A consistent naming convention helps here. If the $clean array never holds escaped data, you know its data should be escaped before leaving your application.

$mysql['val'] = mysql_real_escape_string($clean['val']);
$result = mysql_query( " insert into users set colname = '{$mysql['val']}' " );

$html['val'] = htmlentities($clean['val'] , ENT_QUOTES , 'UTF-8');
echo "<p>{$html['val']}</p>";

PHP's "foreach" construction provides a rapid way to escape all cleaned data:

foreach ($clean as $k => $v) {
	$mysql[$k] = mysql_real_escape_string($v);
}

foreach ($clean as $k => $v) {
	$html[$k] = htmlentities($v , ENT_QUOTES , 'UTF-8');
}

Both functions preserve characters that might have special meaning in another context. If PHP lacks a routine for your database server, fall back to addslashes().

mysql_escape_real_string protects special characters and can guard against some forms of attack. (See the next link for extended examples.)

... | top

Accepting input at face value can lead to situations like this. Assume a user enters his lastname as " O'Rourke ", and your script processes it this way:

$lastname = $_GET['lastname'];
mysql_query("insert into users set lastname='$lastname'");

The resulting SQL statement becomes: " insert into users set lastname='O'Rourke' ".
The apostrophe truncates lastname to 'O', and the trailing Rourke' generates a syntax error.

Mysql_real_escape_string() "escapes" potentially troublesome characters by adding backslashes to them.

$mysql['lastname'] = mysql_real_escape_string($clean['lastname']);
mysql_query("insert into users set lastname={$mysql['lastname']}");

The SQL now is: " insert into users set lastname='O\'Rourke' ".
The slash causes the database server to see the apostrophe as a literal character, so the query inserts "O'Rourke" into the users table.

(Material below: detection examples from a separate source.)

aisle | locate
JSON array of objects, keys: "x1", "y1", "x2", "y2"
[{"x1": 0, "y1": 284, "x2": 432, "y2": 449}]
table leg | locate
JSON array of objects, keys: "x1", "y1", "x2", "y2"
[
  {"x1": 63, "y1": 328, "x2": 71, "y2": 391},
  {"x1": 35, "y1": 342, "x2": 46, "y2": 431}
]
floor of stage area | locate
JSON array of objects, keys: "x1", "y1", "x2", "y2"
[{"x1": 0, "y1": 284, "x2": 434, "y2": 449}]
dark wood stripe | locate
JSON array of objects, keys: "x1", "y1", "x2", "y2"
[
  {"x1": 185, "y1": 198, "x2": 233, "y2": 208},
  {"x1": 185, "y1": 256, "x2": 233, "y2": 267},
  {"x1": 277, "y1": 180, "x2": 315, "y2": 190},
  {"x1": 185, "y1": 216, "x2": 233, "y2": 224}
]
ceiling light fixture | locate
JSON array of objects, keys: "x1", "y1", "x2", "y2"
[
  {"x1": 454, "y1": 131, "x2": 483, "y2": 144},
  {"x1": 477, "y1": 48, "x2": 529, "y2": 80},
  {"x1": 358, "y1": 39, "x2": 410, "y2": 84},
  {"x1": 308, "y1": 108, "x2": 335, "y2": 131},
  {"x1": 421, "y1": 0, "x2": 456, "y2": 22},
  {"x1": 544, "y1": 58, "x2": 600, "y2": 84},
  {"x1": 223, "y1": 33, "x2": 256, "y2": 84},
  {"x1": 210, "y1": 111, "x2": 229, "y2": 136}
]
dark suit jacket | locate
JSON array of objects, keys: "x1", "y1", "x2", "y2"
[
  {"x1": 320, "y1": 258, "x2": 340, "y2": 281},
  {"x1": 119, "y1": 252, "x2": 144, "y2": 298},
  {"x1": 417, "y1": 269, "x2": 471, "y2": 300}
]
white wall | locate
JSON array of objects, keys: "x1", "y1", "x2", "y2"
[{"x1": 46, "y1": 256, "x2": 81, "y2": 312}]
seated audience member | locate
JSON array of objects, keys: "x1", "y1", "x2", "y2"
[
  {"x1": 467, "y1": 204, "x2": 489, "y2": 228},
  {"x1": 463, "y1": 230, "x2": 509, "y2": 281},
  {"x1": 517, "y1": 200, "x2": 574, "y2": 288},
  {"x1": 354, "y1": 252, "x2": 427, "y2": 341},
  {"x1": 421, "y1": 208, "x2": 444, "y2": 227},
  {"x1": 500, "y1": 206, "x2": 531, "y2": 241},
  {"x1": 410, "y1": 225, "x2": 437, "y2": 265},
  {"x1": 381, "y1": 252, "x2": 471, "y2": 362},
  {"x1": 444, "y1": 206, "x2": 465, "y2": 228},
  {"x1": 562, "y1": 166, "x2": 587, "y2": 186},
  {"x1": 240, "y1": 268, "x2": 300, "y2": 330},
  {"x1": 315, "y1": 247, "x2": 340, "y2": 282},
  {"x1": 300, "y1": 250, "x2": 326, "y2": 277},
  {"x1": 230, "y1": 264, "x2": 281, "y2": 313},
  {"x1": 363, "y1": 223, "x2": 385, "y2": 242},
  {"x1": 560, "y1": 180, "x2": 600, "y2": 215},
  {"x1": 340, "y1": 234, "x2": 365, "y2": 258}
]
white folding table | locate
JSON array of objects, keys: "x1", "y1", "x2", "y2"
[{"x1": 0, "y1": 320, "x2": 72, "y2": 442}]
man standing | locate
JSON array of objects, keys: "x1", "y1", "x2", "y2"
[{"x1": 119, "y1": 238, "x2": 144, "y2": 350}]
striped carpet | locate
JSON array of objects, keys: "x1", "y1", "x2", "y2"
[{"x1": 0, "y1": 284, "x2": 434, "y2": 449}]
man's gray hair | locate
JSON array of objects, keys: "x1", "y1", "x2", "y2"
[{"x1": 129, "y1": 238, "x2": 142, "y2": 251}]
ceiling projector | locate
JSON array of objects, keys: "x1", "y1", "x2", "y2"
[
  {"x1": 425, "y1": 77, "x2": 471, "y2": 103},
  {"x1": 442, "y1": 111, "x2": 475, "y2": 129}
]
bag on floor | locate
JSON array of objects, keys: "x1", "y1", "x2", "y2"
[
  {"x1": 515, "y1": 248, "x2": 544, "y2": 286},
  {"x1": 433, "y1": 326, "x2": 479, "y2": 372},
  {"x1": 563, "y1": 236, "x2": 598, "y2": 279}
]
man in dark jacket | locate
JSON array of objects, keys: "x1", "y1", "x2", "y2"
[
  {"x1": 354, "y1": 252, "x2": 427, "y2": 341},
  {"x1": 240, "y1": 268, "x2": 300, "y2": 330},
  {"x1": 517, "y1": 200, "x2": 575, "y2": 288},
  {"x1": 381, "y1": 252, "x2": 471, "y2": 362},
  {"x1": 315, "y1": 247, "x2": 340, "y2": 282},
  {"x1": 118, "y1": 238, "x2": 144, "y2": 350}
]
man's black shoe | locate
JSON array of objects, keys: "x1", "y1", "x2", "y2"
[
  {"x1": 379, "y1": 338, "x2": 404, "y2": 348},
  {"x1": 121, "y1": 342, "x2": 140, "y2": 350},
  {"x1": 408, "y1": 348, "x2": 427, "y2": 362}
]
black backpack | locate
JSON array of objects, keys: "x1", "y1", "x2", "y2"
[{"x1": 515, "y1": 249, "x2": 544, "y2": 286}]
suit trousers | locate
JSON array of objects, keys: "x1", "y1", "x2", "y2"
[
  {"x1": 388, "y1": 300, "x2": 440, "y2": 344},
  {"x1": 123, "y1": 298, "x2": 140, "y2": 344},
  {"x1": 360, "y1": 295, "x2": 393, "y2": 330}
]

NOTE: The slashes added by mysql_real_escape_string() do not wind up in the table — they just preserve the punctation your user entered.

More importantly, mysql_real_escape_string() helps ward off some types of SQL injection attacks.

Say your database host allows stacked queries. (MySQL doesn't, but MSSQL does.) You could lose your entire users table if an attacker entered this as his last name: " '; drop table users -- ".

mssql_query("insert into users set lastname='$lastname'");

The SQL now resolves to: " insert into users set lastname=' '; drop table users -- ' ".
Your attacker has injected a 2nd, destructive SQL statement.
The "--" instructs SQL to ignore the rest of the line, so the trailing ' doesn't create an error.

Mysql_real_escape_string() neutralizes this attack by escaping the initial single quote.

These lines should provide a dual line of defense:

$mysql['lastname'] = mysql_real_escape_string($clean['lastname']);
mssql_query("insert into users set lastname={$mysql['lastname']}");

Your filtering shouldn't allow semi-colons in a lastname, so $clean['lastname'] should be null or false.

is_name($v) {
	// does $v contain only letters, apostrophes, hyphens, or white space?
	return preg_match( "/^[a-zA-Z'-\s]+$/" , $v )  // return true or false
}

$clean['lastname'] = (is_name($_POST['lastname'])) ? $_POST['lastname'] : false;

If your filtering fails, mysql_real_escape_string would cause your SQL to become:
" insert into user set lastname=' \'; drop table users -- ' ".
Lastname would receive a nonsense value, but the users table would be unscathed.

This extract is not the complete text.